The ACCC alleges that between 2002 and 2006, Emirates entered into arrangements or understandings with other international air cargo carriers that had the purpose and effect of fixing the price of certain fuel surcharges, security surcharges and rates that were applied to air cargo carried by Emirates and other airlines,” it said in a statement today.
“The ACCC alleges that the arrangements or understandings were reached in countries including Singapore, Indonesia, Hong Kong, United Arab Emirates and India.”

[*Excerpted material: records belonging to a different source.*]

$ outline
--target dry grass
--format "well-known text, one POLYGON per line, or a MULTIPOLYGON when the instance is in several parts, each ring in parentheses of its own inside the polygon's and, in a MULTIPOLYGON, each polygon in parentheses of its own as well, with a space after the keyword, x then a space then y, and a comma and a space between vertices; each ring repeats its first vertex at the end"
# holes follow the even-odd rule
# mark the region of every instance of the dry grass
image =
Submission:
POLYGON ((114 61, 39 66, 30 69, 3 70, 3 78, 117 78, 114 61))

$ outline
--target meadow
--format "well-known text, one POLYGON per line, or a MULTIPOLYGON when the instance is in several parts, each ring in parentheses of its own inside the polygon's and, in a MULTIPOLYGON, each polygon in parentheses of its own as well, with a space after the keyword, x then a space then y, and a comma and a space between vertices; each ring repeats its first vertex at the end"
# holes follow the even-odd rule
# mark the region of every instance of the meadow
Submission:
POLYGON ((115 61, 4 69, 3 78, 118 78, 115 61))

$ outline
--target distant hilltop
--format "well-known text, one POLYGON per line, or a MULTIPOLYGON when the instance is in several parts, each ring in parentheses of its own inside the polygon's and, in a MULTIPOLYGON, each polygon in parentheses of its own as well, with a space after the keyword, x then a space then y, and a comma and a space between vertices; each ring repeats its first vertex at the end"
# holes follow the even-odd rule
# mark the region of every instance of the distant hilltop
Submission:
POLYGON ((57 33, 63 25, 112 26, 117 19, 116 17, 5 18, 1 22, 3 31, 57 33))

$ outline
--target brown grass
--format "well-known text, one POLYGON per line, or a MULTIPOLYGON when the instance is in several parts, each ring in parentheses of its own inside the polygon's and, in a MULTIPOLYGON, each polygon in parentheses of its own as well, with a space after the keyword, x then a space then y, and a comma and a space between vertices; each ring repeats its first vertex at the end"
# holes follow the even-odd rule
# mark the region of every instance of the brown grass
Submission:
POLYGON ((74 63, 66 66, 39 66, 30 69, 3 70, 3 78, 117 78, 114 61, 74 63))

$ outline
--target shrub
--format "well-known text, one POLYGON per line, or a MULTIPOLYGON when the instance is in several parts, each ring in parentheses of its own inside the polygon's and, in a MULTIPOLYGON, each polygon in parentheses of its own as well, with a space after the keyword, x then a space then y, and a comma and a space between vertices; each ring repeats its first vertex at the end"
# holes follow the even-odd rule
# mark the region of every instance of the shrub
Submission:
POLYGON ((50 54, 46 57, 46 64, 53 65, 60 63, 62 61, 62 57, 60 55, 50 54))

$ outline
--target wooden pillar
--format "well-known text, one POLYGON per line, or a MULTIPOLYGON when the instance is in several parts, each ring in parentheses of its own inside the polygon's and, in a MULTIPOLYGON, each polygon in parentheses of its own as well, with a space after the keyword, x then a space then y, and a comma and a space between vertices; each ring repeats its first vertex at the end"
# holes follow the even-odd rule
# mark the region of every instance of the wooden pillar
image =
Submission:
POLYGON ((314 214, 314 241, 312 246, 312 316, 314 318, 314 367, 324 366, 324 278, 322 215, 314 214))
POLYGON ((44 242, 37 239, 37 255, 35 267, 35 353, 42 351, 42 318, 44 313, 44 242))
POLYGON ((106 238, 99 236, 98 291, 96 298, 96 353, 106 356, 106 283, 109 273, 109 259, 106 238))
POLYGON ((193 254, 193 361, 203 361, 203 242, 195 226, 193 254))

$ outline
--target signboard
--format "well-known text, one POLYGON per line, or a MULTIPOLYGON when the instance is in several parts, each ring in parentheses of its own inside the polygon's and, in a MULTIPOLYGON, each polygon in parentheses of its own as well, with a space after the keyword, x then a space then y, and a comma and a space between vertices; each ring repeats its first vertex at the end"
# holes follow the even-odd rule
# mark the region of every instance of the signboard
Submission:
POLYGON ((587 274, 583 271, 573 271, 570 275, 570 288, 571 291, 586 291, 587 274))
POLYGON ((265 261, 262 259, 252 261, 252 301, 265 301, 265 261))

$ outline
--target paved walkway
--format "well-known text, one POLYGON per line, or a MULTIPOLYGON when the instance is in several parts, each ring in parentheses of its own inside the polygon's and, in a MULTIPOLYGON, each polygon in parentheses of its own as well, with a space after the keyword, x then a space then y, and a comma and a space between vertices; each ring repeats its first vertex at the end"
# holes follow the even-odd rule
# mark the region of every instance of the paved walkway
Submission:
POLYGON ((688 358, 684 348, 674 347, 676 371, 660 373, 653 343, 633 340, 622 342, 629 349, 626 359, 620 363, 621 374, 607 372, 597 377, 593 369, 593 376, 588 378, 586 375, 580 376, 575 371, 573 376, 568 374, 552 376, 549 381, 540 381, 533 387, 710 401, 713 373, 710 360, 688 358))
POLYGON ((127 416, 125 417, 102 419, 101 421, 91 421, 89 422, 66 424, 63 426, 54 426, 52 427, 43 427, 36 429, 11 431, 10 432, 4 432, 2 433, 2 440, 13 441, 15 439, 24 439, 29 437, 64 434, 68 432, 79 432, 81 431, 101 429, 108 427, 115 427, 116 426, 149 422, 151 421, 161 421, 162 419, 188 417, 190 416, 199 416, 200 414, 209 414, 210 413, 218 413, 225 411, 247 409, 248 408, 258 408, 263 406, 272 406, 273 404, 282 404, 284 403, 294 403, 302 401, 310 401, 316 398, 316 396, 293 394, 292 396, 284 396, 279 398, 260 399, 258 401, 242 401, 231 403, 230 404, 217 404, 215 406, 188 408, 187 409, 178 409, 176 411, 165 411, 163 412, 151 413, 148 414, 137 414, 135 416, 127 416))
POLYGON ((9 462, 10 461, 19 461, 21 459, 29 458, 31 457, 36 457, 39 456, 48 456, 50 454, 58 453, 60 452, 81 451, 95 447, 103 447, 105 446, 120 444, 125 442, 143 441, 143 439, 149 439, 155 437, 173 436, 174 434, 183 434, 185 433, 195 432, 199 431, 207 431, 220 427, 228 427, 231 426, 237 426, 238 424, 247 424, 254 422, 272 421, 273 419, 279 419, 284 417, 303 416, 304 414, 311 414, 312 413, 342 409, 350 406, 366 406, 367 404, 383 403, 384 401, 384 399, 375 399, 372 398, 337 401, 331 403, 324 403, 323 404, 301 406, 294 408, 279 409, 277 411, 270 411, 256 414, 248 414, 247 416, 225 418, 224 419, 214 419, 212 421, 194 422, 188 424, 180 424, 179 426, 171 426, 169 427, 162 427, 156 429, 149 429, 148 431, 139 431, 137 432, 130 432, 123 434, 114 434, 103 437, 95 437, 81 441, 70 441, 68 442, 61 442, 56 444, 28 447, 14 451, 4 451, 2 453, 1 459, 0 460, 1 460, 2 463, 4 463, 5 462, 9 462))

The ACCC is seeking declarations, injunctive relief, pecuniary penalties and costs, with a directions hearing set for 11 September in the Federal Court in Sydney.
Share flat
The Australian share market has opened lower today after disappointing results overnight on Wall Street, where economic data from Japan gave little hope for a speedy recovery.
The benchmark S&P/ASX200 index was down 7.8 points or 0.17% to 4381 at 12.00 AEST. The Australian dollar also lost ground to US82c.
ANZ shares gained 0.4% to $20.34, while Commonwealth Bank shares gained 0.1% to $45.35. Westpac shares lost 0.4% to $23.78, as NAB lost 0.3% to $26.99, as it announced it will buy the mortgage management vision of Challenger Financial Services.
The deal will go ahead for $385 million, along with a portfolio of $4 billion worth of residential mortgages. It will also include the PLAN, Choice and FAST mortgage aggregator businesses.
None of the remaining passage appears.